US-China relations – an issue that has drawn comments from the heads of Blackstone and Carlyle Group in recent months – are on a poor footing following a testy encounter between top officials from both countries in Alaska last week.

The first high-level gathering under President Joe Biden kicked off with an exchange of insults over both countries’ foreign and domestic policies at a pre-meeting press event. It provided an indication that trade and geopolitical tensions between the world’s two largest economies remain a huge and irreversible risk for the investment community. Beijing has said that a “strong smell of gunpowder and drama” resulted from the talks.

Someone who knows more than most about how these tensions could affect the private equity industry is Real Desrochers, former PE chief at the California Public Employees’ Retirement System, who joined Chinese firm CPE as a managing director in 2017.

Private Equity International caught up with Desrochers, who has retired from full-time with the firm to New York after a two-year stint in Beijing.

“The anti-China rhetoric has to have an impact on companies and PE funds that want to invest,” Desrochers told us this week. “I don’t think that will ease or improve.”

What first hurt Chinese investors was their government’s currency controls and its clampdown on outbound investments in 2016. This was exacerbated by foreign governments’ heightened scrutiny on inbound deals, as part of efforts to shield more sectors from potential Chinese buyers.

Even Chinese LP capital is at stake as the rhetoric over national security intensifies. A partner at one of Australia’s biggest law firms told affiliate title Infrastructure Investor this week that it was “fairly rare” for a deal to not encounter any issues with that country’s Foreign Investment Review Board and that over the last 12 months Chinese capital has been almost blacklisted from investing in certain types of assets.

Transactions with Chinese investors have taken longer to process, and the emergence of the pandemic has spurred governments in the US and Europe to strengthen their screening rules on assets deemed essential for security and public health.

Still, Chinese PE deal volume is on the up.

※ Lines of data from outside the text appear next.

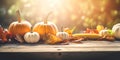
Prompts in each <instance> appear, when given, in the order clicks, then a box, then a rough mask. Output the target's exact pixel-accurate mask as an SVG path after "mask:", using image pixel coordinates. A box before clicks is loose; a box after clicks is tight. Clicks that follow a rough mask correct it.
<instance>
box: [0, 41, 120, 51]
mask: <svg viewBox="0 0 120 60" xmlns="http://www.w3.org/2000/svg"><path fill="white" fill-rule="evenodd" d="M94 51H95V52H96V51H98V52H99V51H120V41H114V42H109V41H82V43H79V44H76V43H71V44H69V45H43V44H4V45H1V46H0V52H94Z"/></svg>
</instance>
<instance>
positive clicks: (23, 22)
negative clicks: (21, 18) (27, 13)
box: [9, 10, 32, 35]
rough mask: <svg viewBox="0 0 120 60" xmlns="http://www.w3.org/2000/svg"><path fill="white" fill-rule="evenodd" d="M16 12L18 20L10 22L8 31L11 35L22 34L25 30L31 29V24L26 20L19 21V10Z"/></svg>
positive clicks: (19, 13) (31, 25)
mask: <svg viewBox="0 0 120 60" xmlns="http://www.w3.org/2000/svg"><path fill="white" fill-rule="evenodd" d="M16 13H17V17H18V21H17V22H13V23H11V24H10V26H9V31H10V33H12V34H13V35H16V34H20V35H24V34H25V33H26V32H29V31H30V30H31V26H32V25H31V24H30V23H29V22H27V21H21V20H22V19H21V16H20V11H19V10H18V11H17V12H16Z"/></svg>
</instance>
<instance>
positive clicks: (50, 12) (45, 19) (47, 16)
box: [44, 12, 52, 24]
mask: <svg viewBox="0 0 120 60" xmlns="http://www.w3.org/2000/svg"><path fill="white" fill-rule="evenodd" d="M51 13H52V12H49V13H48V14H47V16H46V17H45V19H44V24H47V23H48V21H47V20H48V17H49V16H50V15H51Z"/></svg>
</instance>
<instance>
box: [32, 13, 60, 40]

Data published by Bain & Co this week show China’s total deal value rose to $97 billion last year, up 42 percent from 2019. The figure is 22 percent higher than the previous five-year average.

Market participants in Asia warned last year that uncertainty around trade disputes, concerns around exposure to technology and increased scrutiny from the US Committee on Foreign Investment had had an impact on fundraising activity for Chinese GPs.

That said, Desrochers noted that he had not seen investors pulling back from the country –the gunpowder and drama notwithstanding. “You have politics, the economy and the investors,” he said. “If you have favourable economic conditions, which the Chinese government is developing, the investors will be in China. Institutional investors in the US and Europe are looking for growth investments and tech investments – China is the market for that.”